Optimization Problem

[Sabsssy]

I'm a little stuck on this question. Can't seem to figure out the proper equations

A fuel tank is being designed to contain 200 m3 of gasoline. The
design of the tank calls for a cylindrical part in the middle with hemispheres at
each end. If the hemispheres are twice as expensive per unit area as the
cylindrical wall, then find the radius and height of the cylindrical part so that the
cost of manufacturing the tank will minimal.

Thanks in advance!

 

[Deleted member 4993]

I'm a little stuck on this question. Can't seem to figure out the proper equations

A fuel tank is being designed to contain 200 m3 of gasoline. The design of the tank calls for a cylindrical part in the middle with hemispheres at
each end. If the hemispheres are twice as expensive per unit area as the cylindrical wall, then find the radius and height of the cylindrical part so that the cost of manufacturing the tank will minimal.
Thanks in advance!

First calculate the volume of the tank where the cylindrical part of the tank is L m long and the diameter of the hemisphere is D m.

Then calculate the surface areas of the cylindrical part and the surface area of the hemispherical part and respective costs of those parts.

Continue.....

Please show us what you have tried and exactly where you are stuck.

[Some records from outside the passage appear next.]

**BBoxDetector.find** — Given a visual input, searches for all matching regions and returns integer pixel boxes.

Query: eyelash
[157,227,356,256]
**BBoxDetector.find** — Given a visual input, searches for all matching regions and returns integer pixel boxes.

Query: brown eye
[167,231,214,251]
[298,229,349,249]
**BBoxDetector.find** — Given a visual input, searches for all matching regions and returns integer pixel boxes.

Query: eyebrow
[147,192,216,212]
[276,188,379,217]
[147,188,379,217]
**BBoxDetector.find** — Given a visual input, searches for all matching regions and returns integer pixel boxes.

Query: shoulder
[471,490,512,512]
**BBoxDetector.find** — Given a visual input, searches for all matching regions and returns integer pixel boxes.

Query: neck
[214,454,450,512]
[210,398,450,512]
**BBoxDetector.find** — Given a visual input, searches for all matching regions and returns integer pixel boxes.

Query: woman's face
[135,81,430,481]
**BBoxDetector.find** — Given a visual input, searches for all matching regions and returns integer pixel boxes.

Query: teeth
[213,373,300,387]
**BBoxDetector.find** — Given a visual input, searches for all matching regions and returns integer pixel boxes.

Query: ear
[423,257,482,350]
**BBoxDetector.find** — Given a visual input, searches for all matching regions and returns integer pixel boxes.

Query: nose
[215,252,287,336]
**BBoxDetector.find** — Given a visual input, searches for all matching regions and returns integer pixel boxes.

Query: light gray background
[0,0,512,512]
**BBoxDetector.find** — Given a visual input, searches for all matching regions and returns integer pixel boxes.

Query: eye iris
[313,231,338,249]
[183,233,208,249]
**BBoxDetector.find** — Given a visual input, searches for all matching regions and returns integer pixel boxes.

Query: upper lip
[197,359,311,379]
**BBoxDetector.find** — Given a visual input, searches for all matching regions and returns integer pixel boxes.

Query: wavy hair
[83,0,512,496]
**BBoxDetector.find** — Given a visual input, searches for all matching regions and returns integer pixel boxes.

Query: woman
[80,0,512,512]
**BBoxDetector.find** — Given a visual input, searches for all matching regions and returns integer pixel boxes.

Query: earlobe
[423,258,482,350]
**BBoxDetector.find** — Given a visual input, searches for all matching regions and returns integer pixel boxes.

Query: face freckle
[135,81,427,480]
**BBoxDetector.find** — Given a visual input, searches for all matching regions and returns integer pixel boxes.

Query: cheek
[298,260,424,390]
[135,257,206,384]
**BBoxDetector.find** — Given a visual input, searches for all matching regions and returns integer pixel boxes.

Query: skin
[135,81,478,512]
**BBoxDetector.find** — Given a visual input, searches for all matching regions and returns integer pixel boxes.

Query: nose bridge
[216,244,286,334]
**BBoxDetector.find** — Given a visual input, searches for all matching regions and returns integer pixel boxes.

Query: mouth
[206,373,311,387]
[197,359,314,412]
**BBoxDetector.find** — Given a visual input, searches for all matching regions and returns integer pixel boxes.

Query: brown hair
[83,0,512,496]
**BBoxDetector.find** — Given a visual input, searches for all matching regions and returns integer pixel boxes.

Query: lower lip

Please follow the rules of posting in this forum, as enunciated at:

https://www.freemathhelp.com/forum/threads/read-before-posting.109846/#post-486520

Please share your work/thoughts about this assignment.

 

[Sabsssy]

First calculate the volume of the tank where the cylindrical part of the tank is L m long and the diameter of the hemisphere is D m.

Then calculate the surface areas of the cylindrical part and the surface area of the hemispherical part and respective costs of those parts.

Continue.....

Please show us what you have tried and exactly where you are stuck.

Please follow the rules of posting in this forum, as enunciated at:

https://www.freemathhelp.com/forum/threads/read-before-posting.109846/#post-486520

Please share your work/thoughts about this assignment.

Sorry I posted the reply twice. Still trying to get familiar with the site.

r=radius L=length
Total Volume:
200= 4/3pi r^3 + pi r^2 L
L= 200/pi r^2 - 4/3r
L'= -400/pi r^3 - 4/3
when I solve for R it gives me a negative number which is not possible as it is a length

Surface Area = 2pi r^2L + 4pi r^2

Im not sure how to incorporate the price differences and I assume I have to plug in the radius to solve for L

 

[Deleted member 4993]

Sorry I posted the reply twice. Still trying to get familiar with the site.

r=radius L=length
Total Volume:
200= 4/3pi r^3 + pi r^2 L
L= 200/pi r^2 - 4/3r
L'= -400/pi r^3 - 4/3
when I solve for R it gives me a negative number which is not possible as it is a length

Surface Area = 2pi r^2L + 4pi r^2

Im not sure how to incorporate the price differences and I assume I have to plug in the radius to solve for L

Why are you differentiating L here? You are NOT trying to minimize L - you are trying to minimize cost.

Assume that the cost of the material (per unit area) in the cylindrical part 'Q'.

Then total cost of material C = Q * 2 * pi * r^2 * L + 2* Q * 4 * pi * r^2 ........(1)

You know

200= 4/3pi r^3 + pi r^2 L

L = (200 - 4/3pi r^3) / (pi r^2) ....................................................................(2)

Now replace 'L' in (1) using (2)

Now differentiate 'C' to get minimum cost.